Peut-être ce "maire moderne" venait-il d’entrer en fonction au moment de la rédaction de l’acte, à moins que cette désignation ne serve à le différencier de son prédécesseur encore en vie. Cette précision n’était pas subsidiaire dans la mesure où l’officier seigneurial était nommé par le seigneur (et non élu par le village), et que la fonction était parfois héréditaire ou reconduite dans la même famille sur plusieurs générations. Or, de père en fils aîné, les homonymies de prénom étaient très courantes, notamment chez les notables de village.
Enfin, dans les actes alsaciens des XVIIe et XVIIIe s., qu’ils soient rédigés en latin ou en allemand, on trouve fréquemment ce type de précision chronologique : on apprend dans tel acte de décès que M. Untel était olim praetor loci ("autrefois prévôt du lieu"), ou d’un autre qu’il est le heutige Meyer allhier (actuellement maire du lieu).
D’ailleurs, d’autres noms de familles alsaciens ou allemands forgés sur Meyer m’évoquent votre "maire moderne", comme Neumeyer ("le nouveau maire", par opposition à Altmeyer) ou encore Jungmeyer. Mais peut-être s’agit-il seulement de surnoms dans ce cas : Meyer-le-jeune ?

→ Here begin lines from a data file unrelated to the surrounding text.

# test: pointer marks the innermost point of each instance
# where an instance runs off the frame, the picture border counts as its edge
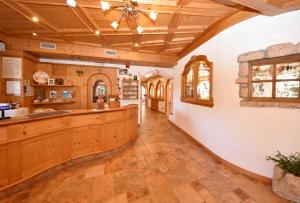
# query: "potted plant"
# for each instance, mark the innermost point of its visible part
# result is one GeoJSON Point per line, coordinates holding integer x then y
{"type": "Point", "coordinates": [286, 180]}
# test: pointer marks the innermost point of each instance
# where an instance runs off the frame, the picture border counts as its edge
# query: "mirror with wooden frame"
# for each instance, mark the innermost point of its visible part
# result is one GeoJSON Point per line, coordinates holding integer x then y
{"type": "Point", "coordinates": [197, 81]}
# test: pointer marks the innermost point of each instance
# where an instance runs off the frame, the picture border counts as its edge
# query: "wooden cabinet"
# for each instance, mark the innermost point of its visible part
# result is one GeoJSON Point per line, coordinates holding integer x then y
{"type": "Point", "coordinates": [130, 89]}
{"type": "Point", "coordinates": [31, 147]}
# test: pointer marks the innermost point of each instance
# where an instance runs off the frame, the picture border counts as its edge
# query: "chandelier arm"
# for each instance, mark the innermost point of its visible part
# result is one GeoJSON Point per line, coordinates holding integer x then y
{"type": "Point", "coordinates": [145, 14]}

Je ne sais pas trop ce que vaut cette comparaison avec l’Alsace, mais l’analogie vaut d’être notée. Certes, les Vosges (le département actuel) sont séparées de l’Alsace par la montagne vosgienne et l’étaient plus encore autrefois par la barrière de la langue. Mais, depuis l’intégration de l’Alsace au royaume de France en 1648, les pratiques politiques et administratives y étaient tout à fait comparables, quel que soit le versant des Vosges (la montagne, cette fois). D’ailleurs, il existait en Alsace des seigneuries dont le seigneur pouvait être un noble lorrain, donc francophone, et bien sûr l’inverse était possible également.